In the wake of uncertainty over getting purchased doses from India, Bangladesh has decided to join China’s COVID-19 vaccine storage facility for South Asia.
Foreign Minister AK Abdul Momen disclosed the decision on joining the Emergency Vaccine Storage Facility for COVID for South Asia on Thursday.
The countries in the region can use the doses from the facility for urgent needs, he said.
“We’ve chosen it in principle,” he said and explained, “because any country can urgently need vaccine and it will be easier to collect the doses without bureaucratic complexities if they are kept together.”
The vaccines for the storage have not been selected or discussed yet, the minister added.
Besides Bangladesh, Afghanistan, Pakistan, Nepal and Sri Lanka have agreed to join the initiative, according to Momen.
Foreign Secretary Masud Bin Momen held a meeting with China’s vice minister on Thursday after China sent the proposal on the facility on Apr 15, the foreign minister said.
A minister-level meeting will be held on the vaccine storage facility on Apr 27, he added.
Bangladesh is using the Oxford University-AstraZeneca vaccine, made by the Serum Institute of India, in the mass inoculation drive.
But India has halted export of the vaccine to bolster its own immunisation programme amid a record surge in infections.
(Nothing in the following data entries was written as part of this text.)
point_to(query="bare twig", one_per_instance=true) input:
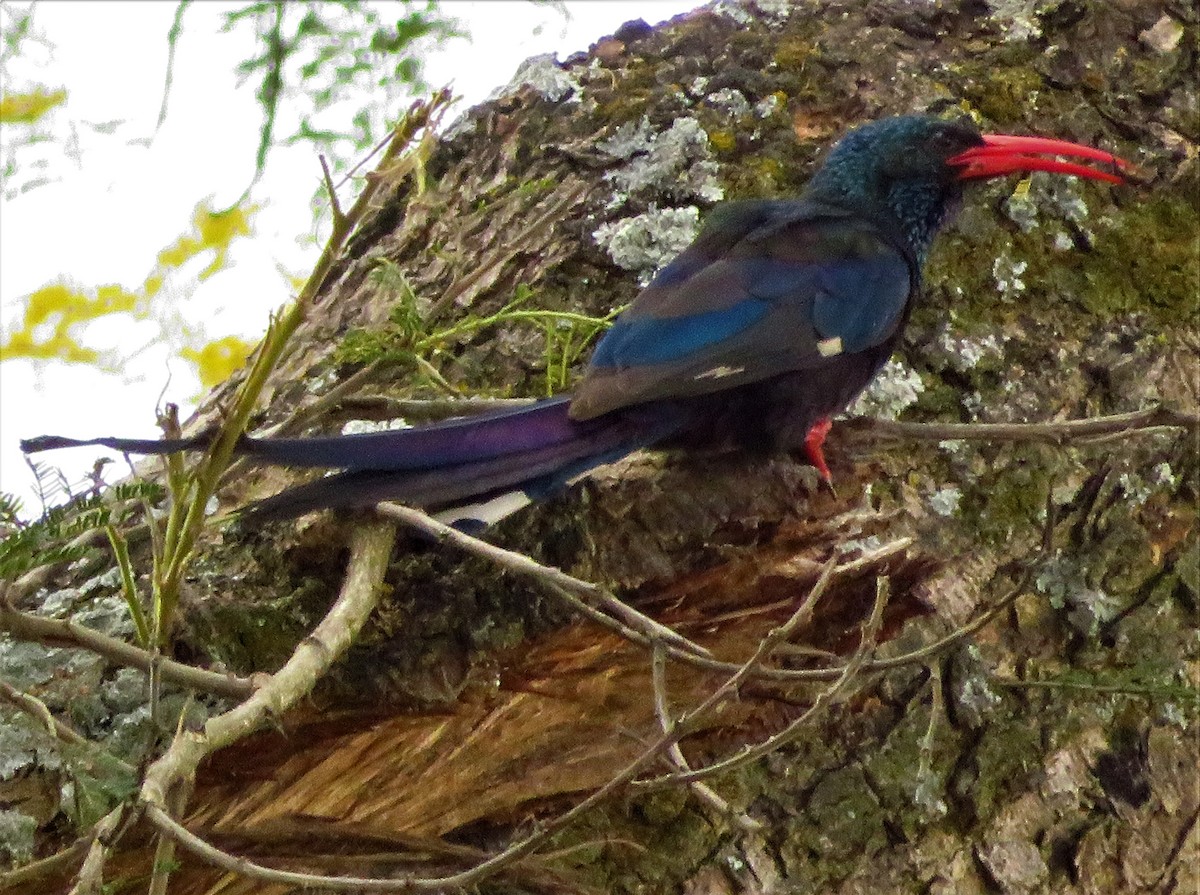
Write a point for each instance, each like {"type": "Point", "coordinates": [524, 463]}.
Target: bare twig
{"type": "Point", "coordinates": [64, 632]}
{"type": "Point", "coordinates": [1147, 421]}
{"type": "Point", "coordinates": [90, 880]}
{"type": "Point", "coordinates": [370, 552]}
{"type": "Point", "coordinates": [432, 408]}
{"type": "Point", "coordinates": [486, 869]}
{"type": "Point", "coordinates": [555, 578]}
{"type": "Point", "coordinates": [850, 672]}
{"type": "Point", "coordinates": [702, 791]}
{"type": "Point", "coordinates": [36, 709]}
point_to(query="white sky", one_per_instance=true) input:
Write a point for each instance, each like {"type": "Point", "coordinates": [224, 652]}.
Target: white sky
{"type": "Point", "coordinates": [106, 217]}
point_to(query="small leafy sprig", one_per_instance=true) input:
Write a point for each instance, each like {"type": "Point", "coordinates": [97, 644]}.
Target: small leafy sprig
{"type": "Point", "coordinates": [409, 338]}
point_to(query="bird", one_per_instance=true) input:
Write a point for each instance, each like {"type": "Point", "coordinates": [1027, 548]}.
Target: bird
{"type": "Point", "coordinates": [771, 323]}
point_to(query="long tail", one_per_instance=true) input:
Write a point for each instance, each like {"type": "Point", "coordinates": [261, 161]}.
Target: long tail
{"type": "Point", "coordinates": [472, 472]}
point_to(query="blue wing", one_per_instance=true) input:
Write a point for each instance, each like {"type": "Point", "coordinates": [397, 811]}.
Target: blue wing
{"type": "Point", "coordinates": [767, 288]}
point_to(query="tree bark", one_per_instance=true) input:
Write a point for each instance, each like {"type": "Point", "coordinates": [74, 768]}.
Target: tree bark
{"type": "Point", "coordinates": [1048, 752]}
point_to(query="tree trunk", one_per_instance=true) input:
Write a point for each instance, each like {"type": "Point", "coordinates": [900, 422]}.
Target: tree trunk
{"type": "Point", "coordinates": [1048, 751]}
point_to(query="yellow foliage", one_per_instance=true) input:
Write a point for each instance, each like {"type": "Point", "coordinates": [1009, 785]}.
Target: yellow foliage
{"type": "Point", "coordinates": [46, 329]}
{"type": "Point", "coordinates": [213, 230]}
{"type": "Point", "coordinates": [217, 360]}
{"type": "Point", "coordinates": [60, 307]}
{"type": "Point", "coordinates": [27, 108]}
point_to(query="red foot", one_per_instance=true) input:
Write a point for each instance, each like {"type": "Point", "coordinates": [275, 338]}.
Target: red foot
{"type": "Point", "coordinates": [813, 443]}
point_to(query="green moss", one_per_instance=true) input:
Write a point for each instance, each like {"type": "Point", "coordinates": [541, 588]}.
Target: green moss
{"type": "Point", "coordinates": [723, 140]}
{"type": "Point", "coordinates": [796, 53]}
{"type": "Point", "coordinates": [844, 823]}
{"type": "Point", "coordinates": [1007, 754]}
{"type": "Point", "coordinates": [1011, 496]}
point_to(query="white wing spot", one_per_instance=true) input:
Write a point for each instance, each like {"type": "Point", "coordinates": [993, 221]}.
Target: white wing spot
{"type": "Point", "coordinates": [487, 512]}
{"type": "Point", "coordinates": [719, 372]}
{"type": "Point", "coordinates": [829, 347]}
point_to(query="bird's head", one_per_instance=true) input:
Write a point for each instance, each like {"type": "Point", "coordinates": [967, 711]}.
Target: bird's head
{"type": "Point", "coordinates": [912, 167]}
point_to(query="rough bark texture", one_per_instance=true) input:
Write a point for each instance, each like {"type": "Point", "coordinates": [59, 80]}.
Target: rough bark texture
{"type": "Point", "coordinates": [1056, 757]}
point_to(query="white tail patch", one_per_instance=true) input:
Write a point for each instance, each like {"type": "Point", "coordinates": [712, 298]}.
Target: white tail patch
{"type": "Point", "coordinates": [719, 372]}
{"type": "Point", "coordinates": [829, 347]}
{"type": "Point", "coordinates": [485, 514]}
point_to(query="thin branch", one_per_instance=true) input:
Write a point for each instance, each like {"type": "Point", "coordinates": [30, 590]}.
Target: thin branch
{"type": "Point", "coordinates": [432, 408]}
{"type": "Point", "coordinates": [370, 553]}
{"type": "Point", "coordinates": [1139, 422]}
{"type": "Point", "coordinates": [90, 880]}
{"type": "Point", "coordinates": [851, 671]}
{"type": "Point", "coordinates": [555, 578]}
{"type": "Point", "coordinates": [519, 850]}
{"type": "Point", "coordinates": [701, 791]}
{"type": "Point", "coordinates": [64, 632]}
{"type": "Point", "coordinates": [335, 206]}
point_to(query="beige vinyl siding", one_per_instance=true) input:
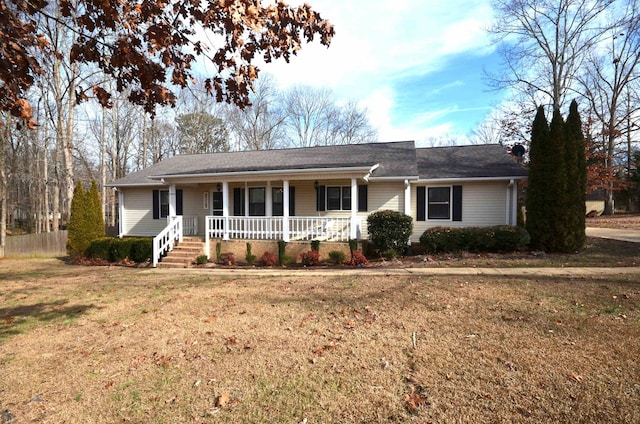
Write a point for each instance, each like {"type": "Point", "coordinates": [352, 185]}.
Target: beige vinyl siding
{"type": "Point", "coordinates": [138, 213]}
{"type": "Point", "coordinates": [483, 205]}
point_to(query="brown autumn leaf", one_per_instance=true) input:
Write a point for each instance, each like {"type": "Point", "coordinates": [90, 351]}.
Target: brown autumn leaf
{"type": "Point", "coordinates": [414, 401]}
{"type": "Point", "coordinates": [222, 400]}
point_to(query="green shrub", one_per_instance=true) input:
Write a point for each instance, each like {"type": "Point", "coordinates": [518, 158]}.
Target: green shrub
{"type": "Point", "coordinates": [389, 230]}
{"type": "Point", "coordinates": [120, 250]}
{"type": "Point", "coordinates": [228, 258]}
{"type": "Point", "coordinates": [269, 259]}
{"type": "Point", "coordinates": [141, 249]}
{"type": "Point", "coordinates": [337, 257]}
{"type": "Point", "coordinates": [310, 258]}
{"type": "Point", "coordinates": [282, 245]}
{"type": "Point", "coordinates": [315, 245]}
{"type": "Point", "coordinates": [218, 252]}
{"type": "Point", "coordinates": [115, 250]}
{"type": "Point", "coordinates": [353, 245]}
{"type": "Point", "coordinates": [251, 259]}
{"type": "Point", "coordinates": [502, 238]}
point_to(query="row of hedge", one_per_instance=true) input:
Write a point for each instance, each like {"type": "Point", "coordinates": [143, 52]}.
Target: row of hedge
{"type": "Point", "coordinates": [115, 250]}
{"type": "Point", "coordinates": [501, 238]}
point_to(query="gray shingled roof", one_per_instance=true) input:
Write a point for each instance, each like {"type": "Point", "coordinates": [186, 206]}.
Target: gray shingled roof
{"type": "Point", "coordinates": [477, 161]}
{"type": "Point", "coordinates": [397, 159]}
{"type": "Point", "coordinates": [394, 159]}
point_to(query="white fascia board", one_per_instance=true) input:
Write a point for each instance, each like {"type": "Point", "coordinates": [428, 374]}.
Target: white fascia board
{"type": "Point", "coordinates": [313, 172]}
{"type": "Point", "coordinates": [394, 178]}
{"type": "Point", "coordinates": [472, 179]}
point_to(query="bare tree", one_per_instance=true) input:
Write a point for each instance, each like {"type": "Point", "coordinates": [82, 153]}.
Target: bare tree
{"type": "Point", "coordinates": [611, 72]}
{"type": "Point", "coordinates": [259, 126]}
{"type": "Point", "coordinates": [544, 44]}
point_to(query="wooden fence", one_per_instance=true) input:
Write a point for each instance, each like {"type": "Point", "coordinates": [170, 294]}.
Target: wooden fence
{"type": "Point", "coordinates": [43, 244]}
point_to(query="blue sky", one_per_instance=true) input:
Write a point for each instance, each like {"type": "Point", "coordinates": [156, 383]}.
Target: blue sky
{"type": "Point", "coordinates": [416, 65]}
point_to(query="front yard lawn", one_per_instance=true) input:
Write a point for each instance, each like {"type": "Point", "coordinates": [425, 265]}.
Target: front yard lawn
{"type": "Point", "coordinates": [113, 344]}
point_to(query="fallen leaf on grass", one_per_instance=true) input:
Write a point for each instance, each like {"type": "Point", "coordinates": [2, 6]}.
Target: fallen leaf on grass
{"type": "Point", "coordinates": [577, 377]}
{"type": "Point", "coordinates": [414, 401]}
{"type": "Point", "coordinates": [222, 400]}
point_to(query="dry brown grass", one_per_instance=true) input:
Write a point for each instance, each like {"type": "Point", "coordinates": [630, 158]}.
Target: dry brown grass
{"type": "Point", "coordinates": [622, 221]}
{"type": "Point", "coordinates": [107, 344]}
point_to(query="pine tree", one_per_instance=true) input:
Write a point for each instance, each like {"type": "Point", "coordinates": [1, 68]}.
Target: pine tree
{"type": "Point", "coordinates": [577, 175]}
{"type": "Point", "coordinates": [95, 222]}
{"type": "Point", "coordinates": [538, 200]}
{"type": "Point", "coordinates": [557, 185]}
{"type": "Point", "coordinates": [76, 239]}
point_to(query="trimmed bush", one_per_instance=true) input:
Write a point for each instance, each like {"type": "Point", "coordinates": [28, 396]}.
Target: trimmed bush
{"type": "Point", "coordinates": [115, 250]}
{"type": "Point", "coordinates": [228, 258]}
{"type": "Point", "coordinates": [251, 259]}
{"type": "Point", "coordinates": [389, 230]}
{"type": "Point", "coordinates": [337, 257]}
{"type": "Point", "coordinates": [502, 238]}
{"type": "Point", "coordinates": [310, 258]}
{"type": "Point", "coordinates": [141, 250]}
{"type": "Point", "coordinates": [315, 245]}
{"type": "Point", "coordinates": [283, 259]}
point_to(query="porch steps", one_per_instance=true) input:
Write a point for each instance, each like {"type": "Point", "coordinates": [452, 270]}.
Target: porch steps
{"type": "Point", "coordinates": [183, 253]}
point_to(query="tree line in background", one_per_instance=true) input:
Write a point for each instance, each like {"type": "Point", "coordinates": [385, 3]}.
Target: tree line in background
{"type": "Point", "coordinates": [554, 51]}
{"type": "Point", "coordinates": [59, 54]}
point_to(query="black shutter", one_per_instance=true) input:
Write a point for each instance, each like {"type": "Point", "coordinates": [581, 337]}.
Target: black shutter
{"type": "Point", "coordinates": [179, 202]}
{"type": "Point", "coordinates": [457, 203]}
{"type": "Point", "coordinates": [292, 201]}
{"type": "Point", "coordinates": [421, 200]}
{"type": "Point", "coordinates": [238, 201]}
{"type": "Point", "coordinates": [320, 199]}
{"type": "Point", "coordinates": [363, 195]}
{"type": "Point", "coordinates": [156, 204]}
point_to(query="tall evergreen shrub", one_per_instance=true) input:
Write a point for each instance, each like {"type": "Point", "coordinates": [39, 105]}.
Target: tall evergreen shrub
{"type": "Point", "coordinates": [78, 240]}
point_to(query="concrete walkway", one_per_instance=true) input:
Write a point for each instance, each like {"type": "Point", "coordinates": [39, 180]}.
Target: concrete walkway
{"type": "Point", "coordinates": [319, 272]}
{"type": "Point", "coordinates": [614, 234]}
{"type": "Point", "coordinates": [608, 233]}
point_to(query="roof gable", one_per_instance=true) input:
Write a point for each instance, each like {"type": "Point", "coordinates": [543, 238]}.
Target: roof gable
{"type": "Point", "coordinates": [467, 162]}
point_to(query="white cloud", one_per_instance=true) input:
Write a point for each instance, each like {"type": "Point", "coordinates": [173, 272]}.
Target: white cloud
{"type": "Point", "coordinates": [379, 42]}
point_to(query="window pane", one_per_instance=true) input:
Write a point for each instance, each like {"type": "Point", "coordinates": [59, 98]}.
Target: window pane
{"type": "Point", "coordinates": [346, 198]}
{"type": "Point", "coordinates": [256, 201]}
{"type": "Point", "coordinates": [333, 198]}
{"type": "Point", "coordinates": [439, 203]}
{"type": "Point", "coordinates": [277, 206]}
{"type": "Point", "coordinates": [164, 203]}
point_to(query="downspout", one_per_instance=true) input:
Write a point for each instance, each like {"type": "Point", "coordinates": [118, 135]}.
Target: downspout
{"type": "Point", "coordinates": [368, 174]}
{"type": "Point", "coordinates": [510, 206]}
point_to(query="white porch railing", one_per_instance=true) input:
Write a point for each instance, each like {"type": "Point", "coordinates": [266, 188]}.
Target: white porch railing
{"type": "Point", "coordinates": [190, 225]}
{"type": "Point", "coordinates": [272, 228]}
{"type": "Point", "coordinates": [164, 241]}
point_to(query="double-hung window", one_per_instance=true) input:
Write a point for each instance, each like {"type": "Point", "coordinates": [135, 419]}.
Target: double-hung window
{"type": "Point", "coordinates": [257, 201]}
{"type": "Point", "coordinates": [439, 203]}
{"type": "Point", "coordinates": [338, 198]}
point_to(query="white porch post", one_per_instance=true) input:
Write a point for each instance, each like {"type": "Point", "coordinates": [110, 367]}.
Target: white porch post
{"type": "Point", "coordinates": [407, 202]}
{"type": "Point", "coordinates": [172, 201]}
{"type": "Point", "coordinates": [120, 213]}
{"type": "Point", "coordinates": [285, 210]}
{"type": "Point", "coordinates": [354, 209]}
{"type": "Point", "coordinates": [407, 198]}
{"type": "Point", "coordinates": [268, 198]}
{"type": "Point", "coordinates": [225, 210]}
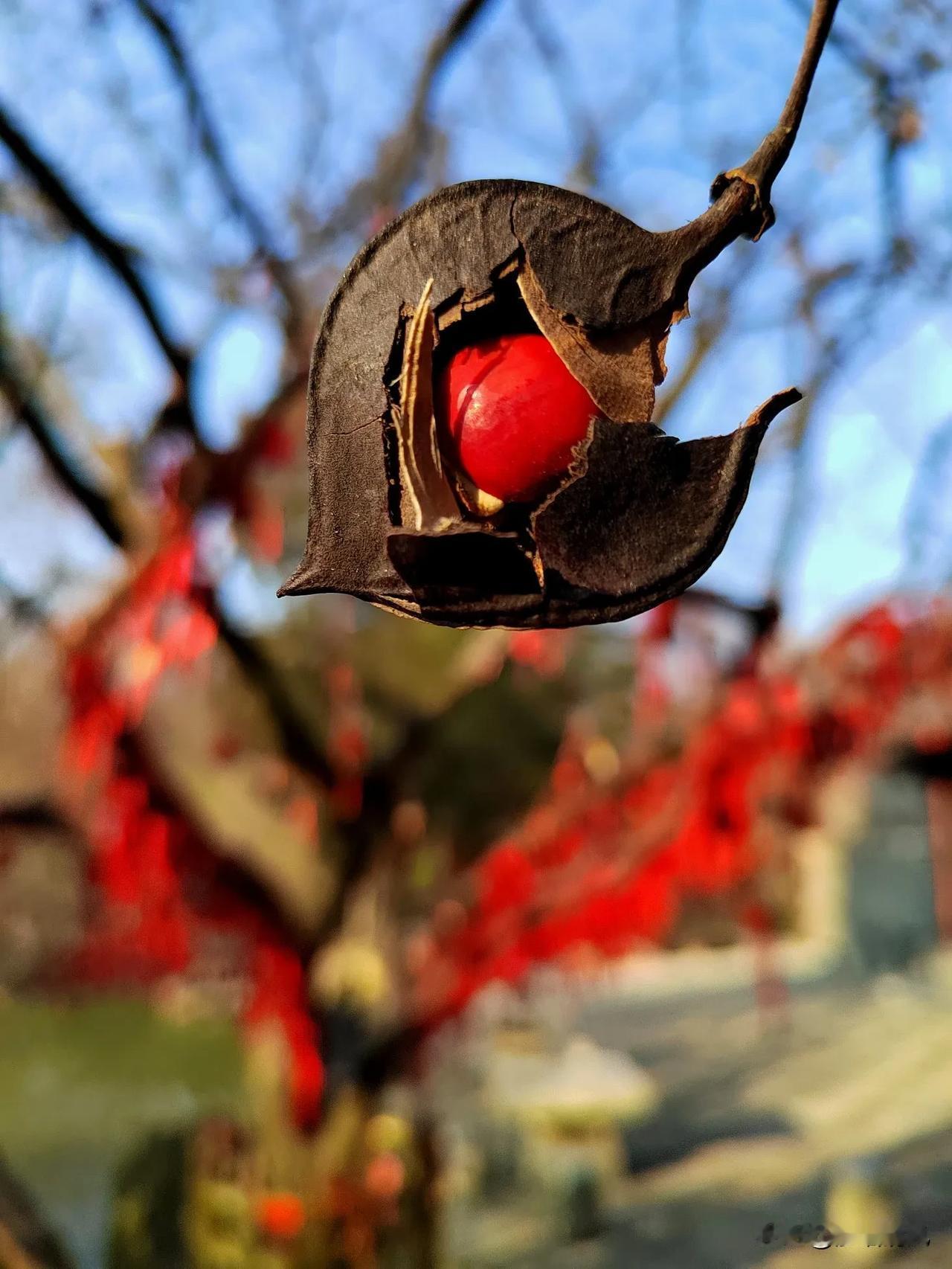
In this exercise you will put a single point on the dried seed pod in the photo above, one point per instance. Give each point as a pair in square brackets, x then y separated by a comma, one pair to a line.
[636, 518]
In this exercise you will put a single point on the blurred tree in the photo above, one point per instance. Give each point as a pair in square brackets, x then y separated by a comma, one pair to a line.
[179, 190]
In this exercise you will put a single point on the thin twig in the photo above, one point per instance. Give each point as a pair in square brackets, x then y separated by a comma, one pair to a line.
[211, 144]
[399, 156]
[113, 253]
[765, 165]
[65, 469]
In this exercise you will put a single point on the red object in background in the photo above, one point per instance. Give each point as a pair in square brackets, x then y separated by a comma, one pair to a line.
[510, 414]
[281, 1216]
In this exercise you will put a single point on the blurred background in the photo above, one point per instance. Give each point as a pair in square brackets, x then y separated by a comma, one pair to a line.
[328, 938]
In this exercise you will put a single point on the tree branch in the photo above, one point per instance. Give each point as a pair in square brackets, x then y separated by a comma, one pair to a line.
[765, 165]
[213, 150]
[113, 253]
[71, 479]
[399, 155]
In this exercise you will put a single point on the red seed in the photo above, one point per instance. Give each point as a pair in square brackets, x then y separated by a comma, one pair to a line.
[509, 414]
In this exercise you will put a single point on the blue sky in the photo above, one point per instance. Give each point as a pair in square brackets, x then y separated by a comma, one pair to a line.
[301, 94]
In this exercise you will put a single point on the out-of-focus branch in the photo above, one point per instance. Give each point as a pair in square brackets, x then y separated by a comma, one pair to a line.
[400, 155]
[895, 115]
[113, 253]
[65, 470]
[213, 151]
[556, 64]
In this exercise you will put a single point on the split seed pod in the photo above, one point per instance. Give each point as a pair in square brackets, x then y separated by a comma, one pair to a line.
[639, 515]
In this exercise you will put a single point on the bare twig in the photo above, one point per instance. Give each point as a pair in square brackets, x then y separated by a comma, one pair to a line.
[213, 151]
[560, 73]
[65, 470]
[400, 155]
[765, 165]
[113, 253]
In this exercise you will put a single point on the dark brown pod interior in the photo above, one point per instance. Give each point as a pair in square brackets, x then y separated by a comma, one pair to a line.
[637, 518]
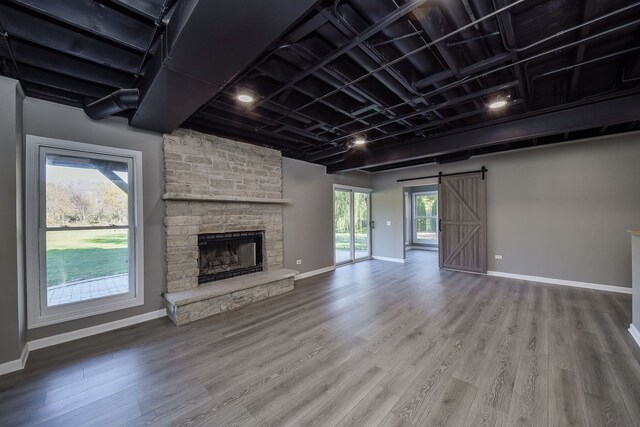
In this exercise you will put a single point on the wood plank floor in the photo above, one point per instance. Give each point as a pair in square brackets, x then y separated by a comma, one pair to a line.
[374, 343]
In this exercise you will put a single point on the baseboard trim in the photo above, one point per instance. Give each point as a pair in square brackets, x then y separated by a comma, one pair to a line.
[384, 258]
[561, 282]
[635, 334]
[94, 330]
[315, 272]
[15, 365]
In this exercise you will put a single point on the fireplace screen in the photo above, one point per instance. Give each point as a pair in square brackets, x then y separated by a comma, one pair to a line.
[224, 255]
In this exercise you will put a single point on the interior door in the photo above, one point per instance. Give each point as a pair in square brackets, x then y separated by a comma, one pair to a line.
[463, 222]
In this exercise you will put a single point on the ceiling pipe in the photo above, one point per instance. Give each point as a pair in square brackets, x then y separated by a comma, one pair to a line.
[117, 102]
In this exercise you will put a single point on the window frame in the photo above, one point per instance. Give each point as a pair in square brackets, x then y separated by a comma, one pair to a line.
[38, 312]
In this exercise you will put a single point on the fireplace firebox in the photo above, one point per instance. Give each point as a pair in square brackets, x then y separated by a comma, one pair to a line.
[224, 255]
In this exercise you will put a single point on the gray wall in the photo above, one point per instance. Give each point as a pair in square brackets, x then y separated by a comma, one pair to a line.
[51, 120]
[12, 313]
[558, 212]
[308, 227]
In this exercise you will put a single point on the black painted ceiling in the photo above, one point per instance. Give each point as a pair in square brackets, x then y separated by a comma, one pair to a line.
[397, 72]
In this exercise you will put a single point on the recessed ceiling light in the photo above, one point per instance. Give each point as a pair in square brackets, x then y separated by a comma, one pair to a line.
[245, 97]
[498, 103]
[359, 140]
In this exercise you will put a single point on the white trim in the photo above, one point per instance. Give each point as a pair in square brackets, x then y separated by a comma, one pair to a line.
[94, 330]
[352, 188]
[15, 365]
[38, 312]
[561, 282]
[384, 258]
[315, 272]
[635, 333]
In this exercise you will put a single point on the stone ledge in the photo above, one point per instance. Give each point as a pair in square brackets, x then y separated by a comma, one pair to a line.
[216, 297]
[184, 197]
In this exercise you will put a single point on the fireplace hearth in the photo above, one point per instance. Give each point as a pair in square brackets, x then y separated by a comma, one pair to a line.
[225, 255]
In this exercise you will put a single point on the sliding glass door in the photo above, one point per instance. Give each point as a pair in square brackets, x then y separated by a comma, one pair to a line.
[351, 225]
[342, 226]
[425, 218]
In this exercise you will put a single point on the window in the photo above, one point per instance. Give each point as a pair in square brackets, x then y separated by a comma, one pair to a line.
[425, 218]
[84, 230]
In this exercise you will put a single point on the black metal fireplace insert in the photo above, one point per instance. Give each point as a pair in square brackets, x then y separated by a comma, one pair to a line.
[224, 255]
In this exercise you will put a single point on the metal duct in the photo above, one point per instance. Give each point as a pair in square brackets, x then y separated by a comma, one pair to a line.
[206, 44]
[118, 101]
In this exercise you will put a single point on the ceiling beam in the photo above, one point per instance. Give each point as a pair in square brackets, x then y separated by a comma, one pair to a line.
[27, 27]
[360, 38]
[582, 117]
[95, 18]
[587, 13]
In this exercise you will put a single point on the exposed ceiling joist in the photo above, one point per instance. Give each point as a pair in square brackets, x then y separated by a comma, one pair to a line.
[582, 117]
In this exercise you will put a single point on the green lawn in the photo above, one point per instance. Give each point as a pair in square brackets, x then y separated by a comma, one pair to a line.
[80, 255]
[342, 241]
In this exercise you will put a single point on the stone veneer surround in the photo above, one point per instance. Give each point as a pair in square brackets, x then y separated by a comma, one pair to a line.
[200, 166]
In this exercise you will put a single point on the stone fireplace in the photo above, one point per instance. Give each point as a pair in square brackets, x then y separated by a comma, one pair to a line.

Bangladesh has so far received 10.2 million doses of the vaccine from Serum, including 3.2 million doses as gift from the Indian government, but the export ban put the delivery of expected doses under a deal for 30 million shots in uncertainty.
With India’s coronavirus situation sliding into a deeper crisis, Indian High Commissioner Vikram Doraiswami on Thursday said his country was taking steps so that Bangladesh can continue its vaccination campaign.
The government already began exploring alternatives to India for the sourcing of the vaccine to ensure smooth continuation of the immunisation drive.
The foreign minister said Bangladesh will buy vaccine doses from China and Russia as well.
China will initially send 600,000 doses as gift, according to him.
Russia has offered Bangladesh joint production of its Sputnik-V vaccine, but the government will first buy some doses, Momen said. “We can’t go into production tomorrow even if we want to. It takes time.”
Bangladesh had earlier backed off from buying the Chinese and Russian vaccines because they did not have approval of the World Health Organization, the minister said.
The WHO, however, did not object when dozens of countries ordered tens of millions of doses of the vaccines, Momen said, explaining the change in the government’s position on the shots.